C. F. Koehnen has one on their web site.
For filling a few tubes you can buy plastic irrigation tubing and cut it to 1" engths and stuff them with queen cage candy
Ernie


----------



## JohnBeeMan (Feb 24, 2004)

It would be nice if you could get empty /unused caulk tubes - fill them with candy, insert plunger pad, place in caulk gun and fill away.


----------



## power napper (Apr 2, 2005)

Never tried but this might work.

Pamper Chef makes a tool for stuffing pastries and icing fancy attatchments--there are several spouts in the attatchments, my Mother in Law uses it to fill the ladylocks with icing.
Easy to use, not hard to clean, buy one for your wife next holiday so you can use it to fill the queen cages.

Number of the unit is 1525.

Pamperedchef.com


----------



## Countryboy (Feb 15, 2009)

I imagine a jerky stuffer would be more durable than one for icing and pastry stuffing.


----------



## gregstahlman (Oct 7, 2009)

Thanks for the info guys


----------



## JSL (Sep 22, 2007)

Greg,

I believe Koehnens sells filled candy tubes for the California Mini Cages, but I do not recall them actually selling the machine they designed to fill them.

Can't remember if I saw it at Koehnens or it was another beekeeper, but there was another way to fill the tubes a little faster than one at a time. They were using small plastic boxes similar to a comb honey box filled with queen candy and then pressing empty tubes into the candy and closing the lid.

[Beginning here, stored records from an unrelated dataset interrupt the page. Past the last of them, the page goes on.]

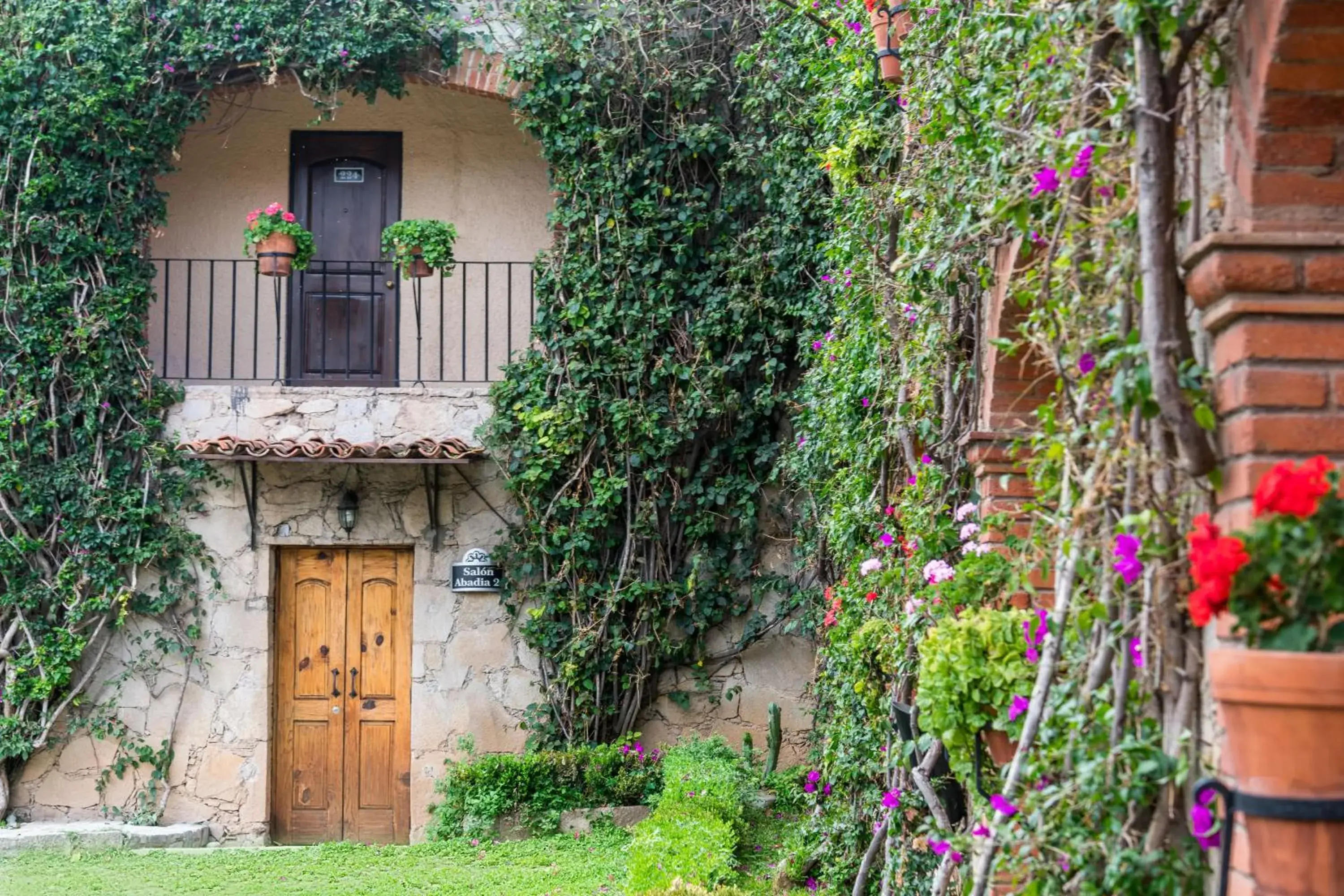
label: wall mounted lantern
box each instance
[336,490,359,534]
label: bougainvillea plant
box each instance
[1185,455,1344,651]
[0,0,460,817]
[243,203,317,270]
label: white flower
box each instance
[923,560,957,584]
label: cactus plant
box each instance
[765,702,784,778]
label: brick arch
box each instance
[1226,0,1344,231]
[409,47,523,101]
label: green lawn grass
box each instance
[0,819,789,896]
[0,830,629,896]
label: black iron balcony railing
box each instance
[148,258,536,386]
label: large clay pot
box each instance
[257,234,298,277]
[402,246,434,277]
[868,0,914,83]
[1208,650,1344,896]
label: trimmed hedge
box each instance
[426,744,663,840]
[628,736,753,893]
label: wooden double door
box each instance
[271,548,411,844]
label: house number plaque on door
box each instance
[453,548,503,592]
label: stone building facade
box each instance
[12,54,813,842]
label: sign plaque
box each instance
[453,548,503,594]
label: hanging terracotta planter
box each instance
[402,246,434,277]
[255,234,298,277]
[984,728,1017,766]
[1208,650,1344,896]
[868,3,914,85]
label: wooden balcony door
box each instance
[289,130,402,386]
[271,548,411,844]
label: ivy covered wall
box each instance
[0,0,457,817]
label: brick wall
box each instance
[1184,0,1344,896]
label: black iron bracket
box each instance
[270,274,284,386]
[421,463,444,553]
[238,461,257,551]
[872,3,909,85]
[1193,778,1344,896]
[976,725,989,802]
[411,270,425,386]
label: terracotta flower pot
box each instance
[402,246,434,277]
[1208,650,1344,896]
[257,234,298,277]
[868,0,914,83]
[985,728,1017,766]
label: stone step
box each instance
[0,821,210,853]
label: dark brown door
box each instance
[289,132,402,386]
[271,548,411,844]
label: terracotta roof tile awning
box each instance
[177,435,485,463]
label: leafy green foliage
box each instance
[382,218,457,274]
[0,0,457,801]
[628,736,755,893]
[918,607,1036,771]
[484,0,827,741]
[427,743,663,840]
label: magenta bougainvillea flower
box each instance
[1113,532,1144,584]
[923,560,957,584]
[1031,168,1059,196]
[1189,790,1223,852]
[1021,607,1050,647]
[1068,145,1095,180]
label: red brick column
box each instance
[1185,233,1344,896]
[1185,233,1344,528]
[964,239,1055,606]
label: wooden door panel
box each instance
[289,132,402,384]
[271,549,347,844]
[345,549,411,844]
[356,719,396,810]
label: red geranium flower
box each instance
[1255,454,1335,520]
[1185,513,1251,627]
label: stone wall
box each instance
[13,386,813,842]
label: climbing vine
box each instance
[784,0,1226,896]
[0,0,457,817]
[487,0,828,741]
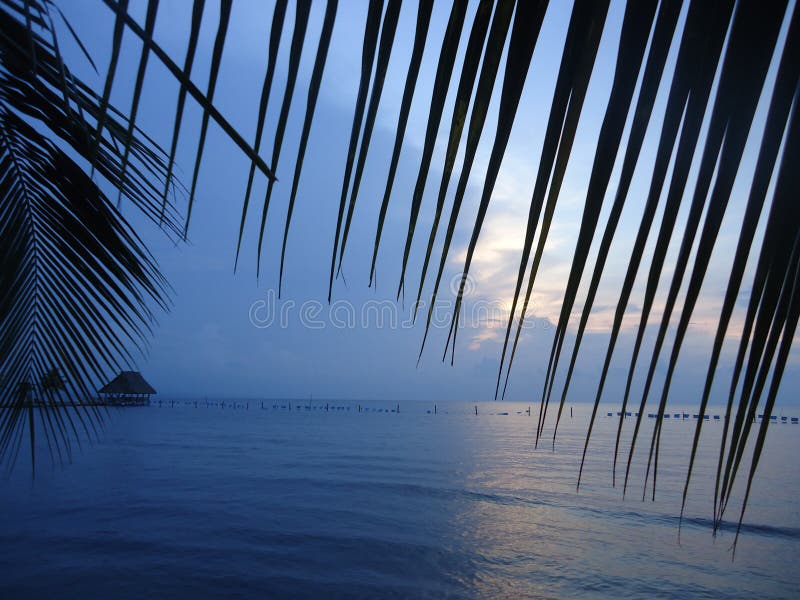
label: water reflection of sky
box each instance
[0,401,800,598]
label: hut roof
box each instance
[99,371,157,394]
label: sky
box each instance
[51,0,800,404]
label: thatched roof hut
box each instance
[98,371,157,404]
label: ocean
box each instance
[0,399,800,599]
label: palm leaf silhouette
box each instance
[0,0,800,548]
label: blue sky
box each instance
[53,0,800,403]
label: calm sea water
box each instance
[0,401,800,598]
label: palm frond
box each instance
[0,0,180,464]
[0,0,800,548]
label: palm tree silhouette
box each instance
[0,0,800,548]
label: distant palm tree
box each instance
[0,0,800,548]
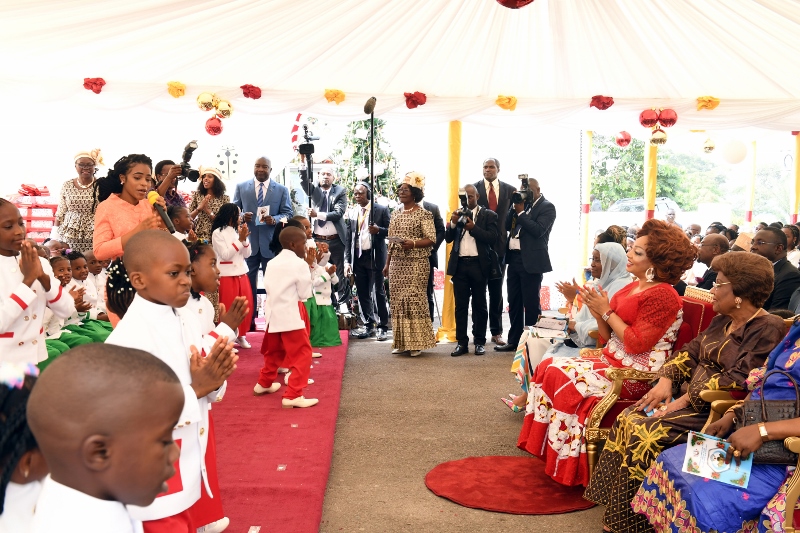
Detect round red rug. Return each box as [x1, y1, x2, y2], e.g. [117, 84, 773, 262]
[425, 455, 594, 514]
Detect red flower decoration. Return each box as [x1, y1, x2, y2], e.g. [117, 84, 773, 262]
[403, 92, 428, 109]
[241, 83, 261, 100]
[589, 94, 614, 111]
[83, 78, 106, 94]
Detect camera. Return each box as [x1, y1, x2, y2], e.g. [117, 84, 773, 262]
[511, 174, 533, 204]
[178, 141, 200, 182]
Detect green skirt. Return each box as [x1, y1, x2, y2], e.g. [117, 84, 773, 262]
[305, 297, 342, 348]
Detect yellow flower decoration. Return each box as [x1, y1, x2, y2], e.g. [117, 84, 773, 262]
[325, 89, 344, 105]
[167, 81, 186, 98]
[494, 94, 517, 111]
[697, 96, 719, 111]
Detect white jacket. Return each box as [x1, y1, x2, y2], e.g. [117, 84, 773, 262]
[106, 294, 225, 520]
[211, 226, 250, 276]
[264, 249, 313, 333]
[0, 256, 75, 364]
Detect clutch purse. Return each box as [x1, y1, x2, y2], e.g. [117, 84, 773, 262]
[736, 370, 800, 465]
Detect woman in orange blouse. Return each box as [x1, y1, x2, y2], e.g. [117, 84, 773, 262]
[92, 154, 165, 261]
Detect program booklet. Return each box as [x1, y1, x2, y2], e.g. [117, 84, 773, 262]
[683, 431, 753, 489]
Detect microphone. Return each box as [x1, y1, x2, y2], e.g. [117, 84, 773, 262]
[364, 96, 378, 115]
[147, 191, 175, 233]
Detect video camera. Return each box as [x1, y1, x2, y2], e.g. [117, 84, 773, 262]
[178, 141, 200, 182]
[511, 174, 533, 204]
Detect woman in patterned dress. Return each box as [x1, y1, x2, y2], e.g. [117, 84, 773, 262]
[585, 253, 786, 533]
[383, 172, 436, 357]
[517, 220, 695, 486]
[53, 148, 103, 252]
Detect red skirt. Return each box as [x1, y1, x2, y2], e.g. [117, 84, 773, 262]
[219, 274, 255, 336]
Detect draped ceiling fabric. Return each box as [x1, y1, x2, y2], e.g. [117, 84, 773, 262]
[0, 0, 800, 131]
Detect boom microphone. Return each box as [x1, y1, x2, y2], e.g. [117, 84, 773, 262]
[147, 191, 175, 233]
[364, 96, 378, 115]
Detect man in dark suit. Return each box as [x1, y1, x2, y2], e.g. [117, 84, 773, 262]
[444, 185, 497, 357]
[422, 200, 444, 322]
[300, 167, 347, 311]
[344, 183, 390, 341]
[475, 158, 516, 345]
[494, 178, 556, 352]
[750, 226, 800, 311]
[233, 157, 292, 331]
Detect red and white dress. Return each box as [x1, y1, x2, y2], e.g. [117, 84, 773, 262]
[211, 226, 255, 335]
[517, 281, 683, 486]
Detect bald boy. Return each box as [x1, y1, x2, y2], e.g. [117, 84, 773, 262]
[27, 342, 184, 533]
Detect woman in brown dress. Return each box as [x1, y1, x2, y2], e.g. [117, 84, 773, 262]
[584, 252, 786, 533]
[53, 148, 103, 252]
[383, 172, 436, 357]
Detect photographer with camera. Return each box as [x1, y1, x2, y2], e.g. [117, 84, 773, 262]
[494, 174, 556, 352]
[444, 185, 498, 357]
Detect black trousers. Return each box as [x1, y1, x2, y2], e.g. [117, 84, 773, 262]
[353, 252, 389, 330]
[506, 250, 543, 346]
[489, 260, 506, 337]
[451, 257, 489, 346]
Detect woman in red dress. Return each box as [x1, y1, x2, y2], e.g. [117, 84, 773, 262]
[517, 220, 695, 485]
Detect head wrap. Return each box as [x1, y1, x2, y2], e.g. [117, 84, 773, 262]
[197, 165, 222, 180]
[73, 148, 105, 166]
[400, 170, 425, 189]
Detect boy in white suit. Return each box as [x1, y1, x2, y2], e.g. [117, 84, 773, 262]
[253, 226, 319, 409]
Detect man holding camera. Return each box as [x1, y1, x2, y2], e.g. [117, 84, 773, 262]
[494, 179, 556, 352]
[444, 185, 498, 357]
[475, 158, 514, 345]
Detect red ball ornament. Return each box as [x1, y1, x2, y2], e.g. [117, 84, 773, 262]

Looked a little faster than one at a time.

Joe


----------



## Merlyn Votaw (Jun 23, 2008)

Most everyone has forgot more about bees than I will ever know but I was told thet MARSHMELLOWS make good candy for bees.Itseems to me that MARSHMELLOWS would be simpler than making candy.I am new BEEK so I may be wrong.


----------



## BEES4U (Oct 10, 2007)

JSL

The C.F.K. web site had a photo of a person filling the tubes by machine. Or, they used to show that photo.
I could modify a tortilla press into a tube filler if I had to.
a little filling jig, a little compressed air, a little ingenuity and it's done
Ernie


----------